Most tests should work regardless of whether we wait for the rebalance to finish or not,
it's just a way to reduce the number of test failures when the command retry
doesn't work. Waiting for the rebalance to finish is only required when the test needs
to install new topologies in a specific order.
However, some recent test failures in CI show that the effectiveness of
{{MultipleCacheManagersTest.waitForClusterToForm(new String[]{})}} does make a difference.
Most likely there is a bug in the retry logic during the latter phases of a rebalance, and
the retry-specific tests do not cover all the scenarios.
{noformat}
00:23:20,668 DEBUG (remote-thread-ClusteredScriptingTest-NodeI-p218-t5:[])
[ClusterTopologyManagerImpl] Updating cluster-wide current topology for cache
___defaultcache, topology = CacheTopology{id=5, phase=NO_REBALANCE, rebalanceId=2,
currentCH=ReplicatedConsistentHash{ns = 256, owners =
(2)[ClusteredScriptingTest-NodeI-40041: 134, ClusteredScriptingTest-NodeJ-9982: 122]},
pendingCH=null, unionCH=null, actualMembers=[ClusteredScriptingTest-NodeI-40041,
ClusteredScriptingTest-NodeJ-9982], persistentUUIDs=[91a47fef-fad6-479c-9ec9-12e9350dc6d5,
d2200930-5793-4b74-beea-e001a2b414c1]}, availability mode = AVAILABLE
00:23:20,669 DEBUG (remote-thread-ClusteredScriptingTest-NodeI-p218-t5:[])

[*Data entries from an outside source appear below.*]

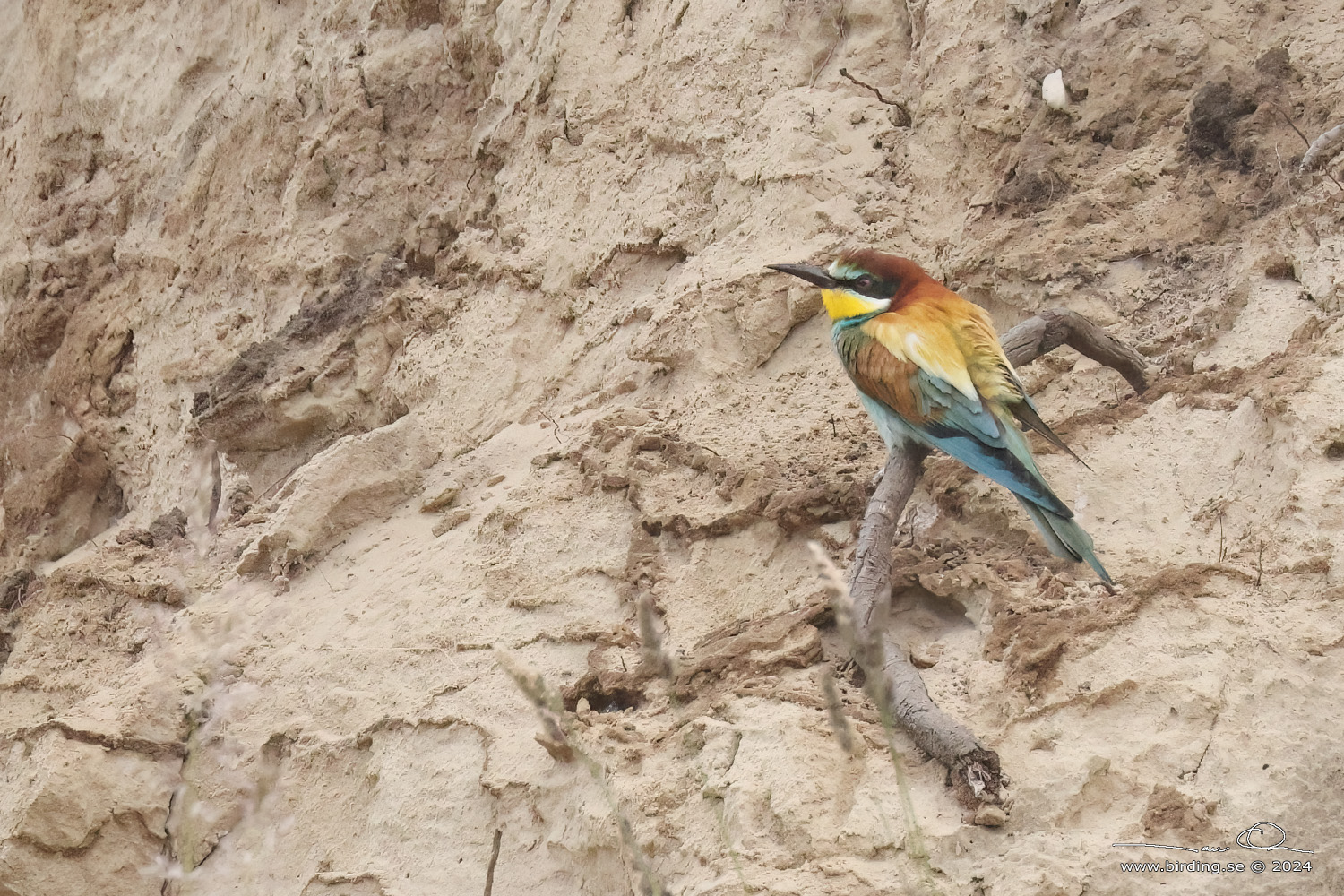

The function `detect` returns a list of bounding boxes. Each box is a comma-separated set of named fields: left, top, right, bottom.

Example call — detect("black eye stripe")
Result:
left=846, top=274, right=883, bottom=298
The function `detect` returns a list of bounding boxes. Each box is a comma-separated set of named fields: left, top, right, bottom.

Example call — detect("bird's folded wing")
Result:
left=841, top=331, right=1073, bottom=517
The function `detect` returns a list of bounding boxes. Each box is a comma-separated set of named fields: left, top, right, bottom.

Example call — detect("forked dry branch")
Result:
left=836, top=309, right=1150, bottom=806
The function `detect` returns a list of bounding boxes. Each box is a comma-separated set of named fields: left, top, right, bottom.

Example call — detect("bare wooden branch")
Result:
left=1297, top=124, right=1344, bottom=170
left=849, top=309, right=1148, bottom=823
left=999, top=307, right=1150, bottom=392
left=840, top=68, right=914, bottom=127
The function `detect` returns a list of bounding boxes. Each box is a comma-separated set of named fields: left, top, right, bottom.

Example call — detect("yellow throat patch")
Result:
left=822, top=289, right=883, bottom=321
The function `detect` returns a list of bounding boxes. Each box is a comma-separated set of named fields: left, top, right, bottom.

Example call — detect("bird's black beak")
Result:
left=766, top=264, right=839, bottom=289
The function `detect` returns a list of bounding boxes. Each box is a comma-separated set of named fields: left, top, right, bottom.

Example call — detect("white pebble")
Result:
left=1040, top=68, right=1069, bottom=108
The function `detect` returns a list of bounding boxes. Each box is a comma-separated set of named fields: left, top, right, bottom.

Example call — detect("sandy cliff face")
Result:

[ClusterTopologyManagerImpl] Updating cluster-wide stable topology for cache
___defaultcache, topology = CacheTopology{id=5, phase=NO_REBALANCE, rebalanceId=2,
currentCH=ReplicatedConsistentHash{ns = 256, owners =
(2)[ClusteredScriptingTest-NodeI-40041: 134, ClusteredScriptingTest-NodeJ-9982: 122]},
pendingCH=null, unionCH=null, actualMembers=[ClusteredScriptingTest-NodeI-40041,
ClusteredScriptingTest-NodeJ-9982], persistentUUIDs=[91a47fef-fad6-479c-9ec9-12e9350dc6d5,
d2200930-5793-4b74-beea-e001a2b414c1]}
00:23:20,669 DEBUG
(transport-thread-ClusteredScriptingTest-NodeI-p220-t6:[Topology-___defaultcache])
[LocalTopologyManagerImpl] Updating local topology for cache ___defaultcache:
CacheTopology{id=5, phase=NO_REBALANCE, rebalanceId=2,
currentCH=ReplicatedConsistentHash{ns = 256, owners =
(2)[ClusteredScriptingTest-NodeI-40041: 134, ClusteredScriptingTest-NodeJ-9982: 122]},
pendingCH=null, unionCH=null, actualMembers=[ClusteredScriptingTest-NodeI-40041,
ClusteredScriptingTest-NodeJ-9982], persistentUUIDs=[91a47fef-fad6-479c-9ec9-12e9350dc6d5,
d2200930-5793-4b74-beea-e001a2b414c1]}
00:23:20,669 DEBUG
(transport-thread-ClusteredScriptingTest-NodeJ-p234-t6:[Topology-___defaultcache])
[LocalTopologyManagerImpl] Updating local topology for cache ___defaultcache:
CacheTopology{id=5, phase=NO_REBALANCE, rebalanceId=2,
currentCH=ReplicatedConsistentHash{ns = 256, owners =
(2)[ClusteredScriptingTest-NodeI-40041: 134, ClusteredScriptingTest-NodeJ-9982: 122]},
pendingCH=null, unionCH=null, actualMembers=[ClusteredScriptingTest-NodeI-40041,
ClusteredScriptingTest-NodeJ-9982], persistentUUIDs=[91a47fef-fad6-479c-9ec9-12e9350dc6d5,
d2200930-5793-4b74-beea-e001a2b414c1]}
00:23:35,673 ERROR (timeout-thread-ClusteredScriptingTest-NodeI-p219-t1:[])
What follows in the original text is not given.